Every time we start our rendering applications on our gluster volumes,
the load starts climbing. At first, we thought it was our application,
but apparently our application is locked up (more like blocked waiting
on something). Top shows no active processes (e.g. load should be next
to 0). After killing the application, the load continues to climb until
we terminate and restart the glusterfs process. Glusterfs itself is not
busy at all. An strace shows it just on epoll_wait. Top shows no
processes using any cpu, thus it seems like the problem is in the kernel.
load average: 14.99, 14.93, 14.20
Before we had this problem, we were getting consistent kernel panics.
Applying
http://www.nabble.com/-fuse-devel--Kernel-oops-in-fuse_send_readpages()-t1374092.html
fixed those. We're stuck to using the 2.6.16 kernel on Amazon's EC2.

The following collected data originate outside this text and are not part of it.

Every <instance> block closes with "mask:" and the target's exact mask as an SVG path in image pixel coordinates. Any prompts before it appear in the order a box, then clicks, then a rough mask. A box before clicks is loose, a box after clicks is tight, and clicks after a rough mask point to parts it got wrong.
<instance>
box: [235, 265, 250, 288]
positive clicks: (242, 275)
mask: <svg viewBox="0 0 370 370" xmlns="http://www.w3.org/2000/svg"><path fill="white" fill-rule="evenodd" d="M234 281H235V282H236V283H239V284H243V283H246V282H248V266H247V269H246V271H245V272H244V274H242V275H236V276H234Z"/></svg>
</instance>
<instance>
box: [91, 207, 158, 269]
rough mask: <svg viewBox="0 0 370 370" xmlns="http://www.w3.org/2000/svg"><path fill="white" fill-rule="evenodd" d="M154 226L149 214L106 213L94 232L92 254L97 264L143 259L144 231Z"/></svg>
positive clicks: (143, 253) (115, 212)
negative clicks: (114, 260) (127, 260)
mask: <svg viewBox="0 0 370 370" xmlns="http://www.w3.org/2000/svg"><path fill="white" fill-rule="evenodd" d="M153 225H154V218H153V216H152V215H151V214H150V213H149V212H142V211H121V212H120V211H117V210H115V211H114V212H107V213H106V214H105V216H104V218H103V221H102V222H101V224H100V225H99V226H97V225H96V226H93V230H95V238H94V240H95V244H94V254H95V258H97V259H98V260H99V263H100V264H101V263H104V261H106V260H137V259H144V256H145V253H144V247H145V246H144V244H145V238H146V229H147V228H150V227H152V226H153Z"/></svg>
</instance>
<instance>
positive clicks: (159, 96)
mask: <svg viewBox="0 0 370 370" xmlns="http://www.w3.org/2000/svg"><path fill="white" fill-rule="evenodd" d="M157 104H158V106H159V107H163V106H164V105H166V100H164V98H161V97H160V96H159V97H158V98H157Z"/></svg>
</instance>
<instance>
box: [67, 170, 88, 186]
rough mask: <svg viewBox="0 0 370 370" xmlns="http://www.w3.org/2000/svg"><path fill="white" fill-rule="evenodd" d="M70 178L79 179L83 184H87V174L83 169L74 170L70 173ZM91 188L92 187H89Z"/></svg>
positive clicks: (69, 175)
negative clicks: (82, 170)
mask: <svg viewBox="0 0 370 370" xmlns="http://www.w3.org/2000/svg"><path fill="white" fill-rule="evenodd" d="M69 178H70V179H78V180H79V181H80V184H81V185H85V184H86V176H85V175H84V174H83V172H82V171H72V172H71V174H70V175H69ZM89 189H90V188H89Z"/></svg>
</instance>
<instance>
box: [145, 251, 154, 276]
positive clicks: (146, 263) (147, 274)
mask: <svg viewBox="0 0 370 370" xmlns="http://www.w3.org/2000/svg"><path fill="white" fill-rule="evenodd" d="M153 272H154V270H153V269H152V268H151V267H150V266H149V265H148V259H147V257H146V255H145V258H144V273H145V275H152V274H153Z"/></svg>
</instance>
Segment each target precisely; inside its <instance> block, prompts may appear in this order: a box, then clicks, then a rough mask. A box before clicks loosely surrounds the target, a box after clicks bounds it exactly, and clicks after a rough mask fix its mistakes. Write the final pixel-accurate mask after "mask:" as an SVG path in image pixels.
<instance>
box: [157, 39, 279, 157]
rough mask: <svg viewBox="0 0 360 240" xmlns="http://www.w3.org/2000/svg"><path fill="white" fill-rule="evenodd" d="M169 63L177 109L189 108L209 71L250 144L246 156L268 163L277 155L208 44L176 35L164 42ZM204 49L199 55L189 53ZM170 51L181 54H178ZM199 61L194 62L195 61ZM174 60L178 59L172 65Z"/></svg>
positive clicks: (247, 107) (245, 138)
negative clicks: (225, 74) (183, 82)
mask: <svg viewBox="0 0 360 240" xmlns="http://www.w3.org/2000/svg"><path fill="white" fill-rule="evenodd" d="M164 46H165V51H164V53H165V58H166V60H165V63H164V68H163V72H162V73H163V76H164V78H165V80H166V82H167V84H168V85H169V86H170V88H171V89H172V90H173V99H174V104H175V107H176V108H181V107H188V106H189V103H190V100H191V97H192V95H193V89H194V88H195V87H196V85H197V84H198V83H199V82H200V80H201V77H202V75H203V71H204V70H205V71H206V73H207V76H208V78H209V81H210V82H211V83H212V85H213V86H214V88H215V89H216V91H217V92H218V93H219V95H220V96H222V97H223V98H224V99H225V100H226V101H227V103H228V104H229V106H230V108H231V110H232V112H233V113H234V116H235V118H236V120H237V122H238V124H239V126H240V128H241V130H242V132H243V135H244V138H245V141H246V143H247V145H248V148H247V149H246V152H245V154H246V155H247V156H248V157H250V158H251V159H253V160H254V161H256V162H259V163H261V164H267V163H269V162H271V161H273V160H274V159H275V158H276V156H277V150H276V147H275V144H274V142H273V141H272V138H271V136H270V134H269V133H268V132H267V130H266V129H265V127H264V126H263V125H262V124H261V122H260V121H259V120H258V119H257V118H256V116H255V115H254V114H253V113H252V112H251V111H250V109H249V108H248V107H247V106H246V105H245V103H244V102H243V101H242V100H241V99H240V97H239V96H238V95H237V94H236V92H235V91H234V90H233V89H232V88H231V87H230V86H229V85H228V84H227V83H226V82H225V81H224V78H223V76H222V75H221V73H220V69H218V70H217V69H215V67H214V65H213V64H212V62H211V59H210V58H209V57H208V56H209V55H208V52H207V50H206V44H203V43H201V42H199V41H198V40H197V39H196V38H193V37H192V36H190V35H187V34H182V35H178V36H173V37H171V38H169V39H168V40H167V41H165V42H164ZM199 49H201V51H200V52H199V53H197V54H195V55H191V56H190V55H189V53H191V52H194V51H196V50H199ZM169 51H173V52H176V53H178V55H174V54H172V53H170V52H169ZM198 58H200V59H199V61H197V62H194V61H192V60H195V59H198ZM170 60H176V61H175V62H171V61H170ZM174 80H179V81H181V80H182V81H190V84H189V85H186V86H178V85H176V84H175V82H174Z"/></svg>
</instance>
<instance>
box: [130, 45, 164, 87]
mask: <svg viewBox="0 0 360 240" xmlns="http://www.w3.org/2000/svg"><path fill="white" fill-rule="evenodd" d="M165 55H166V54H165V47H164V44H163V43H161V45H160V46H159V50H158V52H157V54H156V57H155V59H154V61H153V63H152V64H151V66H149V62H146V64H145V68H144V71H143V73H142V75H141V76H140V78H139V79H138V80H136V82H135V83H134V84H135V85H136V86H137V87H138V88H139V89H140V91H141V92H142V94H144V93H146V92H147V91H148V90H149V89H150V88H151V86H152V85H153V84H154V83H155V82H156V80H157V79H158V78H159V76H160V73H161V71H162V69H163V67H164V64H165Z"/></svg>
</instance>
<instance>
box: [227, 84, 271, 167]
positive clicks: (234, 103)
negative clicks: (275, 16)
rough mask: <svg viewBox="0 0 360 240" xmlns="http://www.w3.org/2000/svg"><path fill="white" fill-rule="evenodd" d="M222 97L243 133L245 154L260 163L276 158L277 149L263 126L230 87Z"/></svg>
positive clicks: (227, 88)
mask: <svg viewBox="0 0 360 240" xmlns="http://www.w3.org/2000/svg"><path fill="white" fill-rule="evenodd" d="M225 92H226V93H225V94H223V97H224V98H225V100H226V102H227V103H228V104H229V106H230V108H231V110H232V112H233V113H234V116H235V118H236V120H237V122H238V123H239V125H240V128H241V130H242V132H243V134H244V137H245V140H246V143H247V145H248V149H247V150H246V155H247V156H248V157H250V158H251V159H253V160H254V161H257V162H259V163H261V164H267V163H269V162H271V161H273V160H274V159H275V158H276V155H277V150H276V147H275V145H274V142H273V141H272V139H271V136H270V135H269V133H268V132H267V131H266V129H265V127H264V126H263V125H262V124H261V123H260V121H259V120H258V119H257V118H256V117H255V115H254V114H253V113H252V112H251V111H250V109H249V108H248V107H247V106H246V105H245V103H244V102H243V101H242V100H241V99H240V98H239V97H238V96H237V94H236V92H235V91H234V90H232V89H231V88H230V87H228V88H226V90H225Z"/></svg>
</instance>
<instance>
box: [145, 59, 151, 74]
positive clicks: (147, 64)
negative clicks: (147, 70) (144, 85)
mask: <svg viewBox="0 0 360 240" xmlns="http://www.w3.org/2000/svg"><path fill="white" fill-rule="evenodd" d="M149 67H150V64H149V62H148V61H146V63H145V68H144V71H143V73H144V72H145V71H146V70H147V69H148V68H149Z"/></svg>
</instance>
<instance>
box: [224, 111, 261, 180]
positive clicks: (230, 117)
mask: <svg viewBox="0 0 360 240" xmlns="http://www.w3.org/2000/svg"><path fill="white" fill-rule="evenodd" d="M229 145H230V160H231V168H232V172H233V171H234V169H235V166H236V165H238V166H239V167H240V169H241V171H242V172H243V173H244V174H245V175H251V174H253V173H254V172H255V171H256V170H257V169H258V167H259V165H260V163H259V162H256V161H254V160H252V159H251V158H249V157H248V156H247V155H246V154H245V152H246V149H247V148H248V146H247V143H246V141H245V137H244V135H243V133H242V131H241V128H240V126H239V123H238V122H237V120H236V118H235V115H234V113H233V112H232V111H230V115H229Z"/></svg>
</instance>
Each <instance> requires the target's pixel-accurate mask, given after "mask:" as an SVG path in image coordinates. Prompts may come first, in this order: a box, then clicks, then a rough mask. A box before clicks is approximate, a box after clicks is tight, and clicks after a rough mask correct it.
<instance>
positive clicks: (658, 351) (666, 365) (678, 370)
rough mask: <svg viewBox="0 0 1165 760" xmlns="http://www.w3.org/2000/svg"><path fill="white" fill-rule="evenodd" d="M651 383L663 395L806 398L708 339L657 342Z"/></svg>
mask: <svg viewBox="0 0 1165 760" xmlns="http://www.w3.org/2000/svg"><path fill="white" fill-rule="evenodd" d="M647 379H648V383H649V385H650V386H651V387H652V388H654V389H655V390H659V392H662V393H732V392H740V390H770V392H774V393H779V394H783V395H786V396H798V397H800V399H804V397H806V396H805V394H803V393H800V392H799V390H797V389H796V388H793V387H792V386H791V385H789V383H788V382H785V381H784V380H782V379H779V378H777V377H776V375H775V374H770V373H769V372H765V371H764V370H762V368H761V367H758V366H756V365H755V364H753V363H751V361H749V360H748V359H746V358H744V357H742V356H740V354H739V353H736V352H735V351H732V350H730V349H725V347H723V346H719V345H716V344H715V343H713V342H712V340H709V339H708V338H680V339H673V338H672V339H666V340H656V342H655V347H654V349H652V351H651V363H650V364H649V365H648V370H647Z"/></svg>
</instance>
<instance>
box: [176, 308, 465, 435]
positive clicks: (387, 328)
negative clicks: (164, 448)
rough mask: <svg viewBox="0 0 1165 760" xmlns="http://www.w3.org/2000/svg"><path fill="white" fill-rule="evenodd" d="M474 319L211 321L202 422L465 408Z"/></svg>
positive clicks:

Fuse is version 2.6.3. We've disabled all performance optimizations out
of desperation to get something working.
Anything I can look for to track this down?
Thanks,
Erik Osterman
# Server config
volume brick0
type storage/posix
option directory /mnt/glusterfs/brick0
end-volume
volume server
type protocol/server
subvolumes brick0
option transport-type tcp/server
option bind-address 0.0.0.0
option listen-port 6996
option client-volume-filename /etc/glusterfs/client.vol
option auth.ip.brick0.allow *
end-volume
# Client config
volume ip0
type protocol/client
option transport-type tcp/client
option remote-host 10.253.59.65
option remote-port 6996
option remote-subvolume brick0
end-volume
volume ip1
type protocol/client
option transport-type tcp/client
option remote-host 10.253.58.240
option remote-port 6996
option remote-subvolume brick0
end-volume
volume ip2
type protocol/client
option transport-type tcp/client
option remote-host 10.253.58.239
option remote-port 6996
option remote-subvolume brick0
end-volume
volume afr
type cluster/afr
subvolumes ip0 ip1 ip2
option replicate *:2
end-volume
volume ip
type cluster/unify
subvolumes afr
option scheduler rr
option rr.limits.min-free-disk 2GB
end-volume